Welcome to News Leadership 3.0, a place where newsroom leaders discuss the challenges and opportunities of transforming their news organizations and their staffs into adaptive, multi-platform engines of journalism and information.

This blog will focus on the leadership, newsroom culture and ways of organizing newsrooms to create engaging and relevant journalism across multiple platforms. We’ll report on the opportunities and challenges that newsroom executives and online news leaders face as they chart new strategies and foster innovation in a digital news era.

It’s in the RSS reader. I have to admit that apart from Jack Lail, Rob Curley and John Robinson, most of my blog reading material is not from upper management types. Maybe this forum will be a place for them to engage the troops and each other.

Britannica forum: “Are newspapers doomed?”

Monday, April 7th, 2008

Nicholas Carr puts out a call for student journalists to participate in an online forum sponsored by Encyclopedia Britannica entitled: “Are newspapers doomed? (Do we care?)” (Britannica should be asking “are encyclopedia’s doomed?” - ed.)

Of particular note, Britannica is soliciting the participation of student journalists. If you write for a college paper and would like to be part of the discussion, shoot an email to the Britannica at this address: blogs [at] eb.com. You can find a few more details here.

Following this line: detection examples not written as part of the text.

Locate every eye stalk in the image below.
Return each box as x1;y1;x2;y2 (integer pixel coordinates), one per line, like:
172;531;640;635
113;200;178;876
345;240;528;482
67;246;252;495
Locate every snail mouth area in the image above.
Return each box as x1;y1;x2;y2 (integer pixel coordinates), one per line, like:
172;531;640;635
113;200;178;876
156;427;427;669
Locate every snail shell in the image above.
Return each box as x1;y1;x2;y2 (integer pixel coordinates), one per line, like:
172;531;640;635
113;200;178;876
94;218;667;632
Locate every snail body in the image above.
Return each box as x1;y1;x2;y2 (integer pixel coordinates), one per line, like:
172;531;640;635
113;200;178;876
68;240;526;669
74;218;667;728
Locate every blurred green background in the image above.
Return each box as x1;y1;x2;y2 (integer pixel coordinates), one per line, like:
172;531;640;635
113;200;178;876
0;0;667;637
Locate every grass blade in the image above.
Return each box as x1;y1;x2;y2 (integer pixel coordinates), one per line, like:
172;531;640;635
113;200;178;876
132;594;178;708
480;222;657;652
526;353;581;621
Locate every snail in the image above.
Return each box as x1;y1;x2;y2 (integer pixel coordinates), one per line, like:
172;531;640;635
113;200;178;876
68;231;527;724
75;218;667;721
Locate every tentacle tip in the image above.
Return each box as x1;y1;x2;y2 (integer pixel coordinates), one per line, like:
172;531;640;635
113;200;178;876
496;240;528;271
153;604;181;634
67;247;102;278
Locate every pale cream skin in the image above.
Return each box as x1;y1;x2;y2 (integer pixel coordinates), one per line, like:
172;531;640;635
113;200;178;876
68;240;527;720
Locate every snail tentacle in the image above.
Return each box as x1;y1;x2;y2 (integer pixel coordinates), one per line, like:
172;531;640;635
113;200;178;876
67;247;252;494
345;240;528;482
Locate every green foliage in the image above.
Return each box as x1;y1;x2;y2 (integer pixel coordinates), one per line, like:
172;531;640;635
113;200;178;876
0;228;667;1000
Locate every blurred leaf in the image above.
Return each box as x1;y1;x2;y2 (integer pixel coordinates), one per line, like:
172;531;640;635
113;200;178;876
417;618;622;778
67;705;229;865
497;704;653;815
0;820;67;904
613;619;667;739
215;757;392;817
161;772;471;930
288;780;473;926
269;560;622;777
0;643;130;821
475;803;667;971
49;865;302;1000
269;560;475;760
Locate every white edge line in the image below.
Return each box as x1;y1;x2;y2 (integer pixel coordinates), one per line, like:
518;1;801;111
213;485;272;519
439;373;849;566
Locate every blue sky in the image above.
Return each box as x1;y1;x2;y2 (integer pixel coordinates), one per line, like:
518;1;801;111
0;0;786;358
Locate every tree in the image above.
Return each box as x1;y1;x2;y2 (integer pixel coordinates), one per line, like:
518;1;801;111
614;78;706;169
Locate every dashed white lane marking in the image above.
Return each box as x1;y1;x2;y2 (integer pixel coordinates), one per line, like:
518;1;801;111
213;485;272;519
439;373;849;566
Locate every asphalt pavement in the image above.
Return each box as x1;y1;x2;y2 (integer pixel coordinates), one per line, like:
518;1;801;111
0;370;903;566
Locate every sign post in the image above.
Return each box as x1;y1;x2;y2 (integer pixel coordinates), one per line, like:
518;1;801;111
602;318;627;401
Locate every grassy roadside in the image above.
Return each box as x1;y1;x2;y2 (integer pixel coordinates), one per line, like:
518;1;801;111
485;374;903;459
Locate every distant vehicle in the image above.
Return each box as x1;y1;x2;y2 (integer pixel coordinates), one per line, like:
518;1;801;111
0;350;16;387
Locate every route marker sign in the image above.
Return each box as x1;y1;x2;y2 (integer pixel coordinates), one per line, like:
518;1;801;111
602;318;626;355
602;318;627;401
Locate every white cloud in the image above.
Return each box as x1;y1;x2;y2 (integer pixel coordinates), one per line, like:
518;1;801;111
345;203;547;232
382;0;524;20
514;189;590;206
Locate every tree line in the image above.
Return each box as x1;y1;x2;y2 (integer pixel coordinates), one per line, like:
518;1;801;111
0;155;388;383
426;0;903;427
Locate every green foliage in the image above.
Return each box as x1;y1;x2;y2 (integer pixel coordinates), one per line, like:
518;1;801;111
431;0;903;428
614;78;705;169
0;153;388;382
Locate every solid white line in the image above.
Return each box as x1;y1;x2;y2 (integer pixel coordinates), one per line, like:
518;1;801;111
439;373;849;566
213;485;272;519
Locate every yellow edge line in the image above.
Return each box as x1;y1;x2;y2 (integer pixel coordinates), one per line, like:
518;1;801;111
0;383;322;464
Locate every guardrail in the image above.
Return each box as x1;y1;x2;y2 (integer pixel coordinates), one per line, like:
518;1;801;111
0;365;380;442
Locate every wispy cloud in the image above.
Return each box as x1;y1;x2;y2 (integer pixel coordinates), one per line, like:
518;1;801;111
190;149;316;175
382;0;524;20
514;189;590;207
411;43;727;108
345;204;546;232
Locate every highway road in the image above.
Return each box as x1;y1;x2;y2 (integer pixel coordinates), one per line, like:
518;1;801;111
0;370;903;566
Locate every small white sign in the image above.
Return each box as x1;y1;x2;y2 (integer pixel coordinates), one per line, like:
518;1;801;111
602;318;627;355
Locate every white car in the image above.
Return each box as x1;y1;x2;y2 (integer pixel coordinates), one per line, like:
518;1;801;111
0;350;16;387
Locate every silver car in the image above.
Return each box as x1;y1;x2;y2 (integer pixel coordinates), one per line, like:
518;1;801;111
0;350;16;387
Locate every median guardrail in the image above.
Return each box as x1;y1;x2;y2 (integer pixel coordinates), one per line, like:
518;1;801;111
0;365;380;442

The discussion just started here. Jump in if you’ve got the time.

h/t Jack Lail

The Internet is a river, part deux

Monday, March 17th, 2008

Alfred Hermida highlights a relevant part of the State of the News Media report:

A site restricted to its own content takes on the character of a cul de sac street with yellow “No Outlet” sign, reducing its value to the user. “Search has become the predominant … paradigm,” an influential market research report circulating throughout the industry reads. That means every page of a website — even one containing a single story — is its own front page. And each piece of content competes on its own with all other information on that topic linked to by blogs, “digged” by user news sites, sent in e-mails, or appearing in searches.

and says:

This means that news becomes a journey, rather than a destination. The smart news outlets realise this and seek to take on a new role, as a central hub in someone’s journey through a network of links.

Or, as I said earlier, the Internet is a river, it’s not a well.

Interestingly, I heard this mentioned several years ago by James Brady at a convergence conference. He noted how much Washingtonpost.com traffic came through search engines, or through individual pages, and yet editors continued to fight for prime real estate on the home page. Even on a tiny blog like this one, I notice more and more traffic coming from search and RSS readers. People looking for relevant content. Something we have, or we point them toward.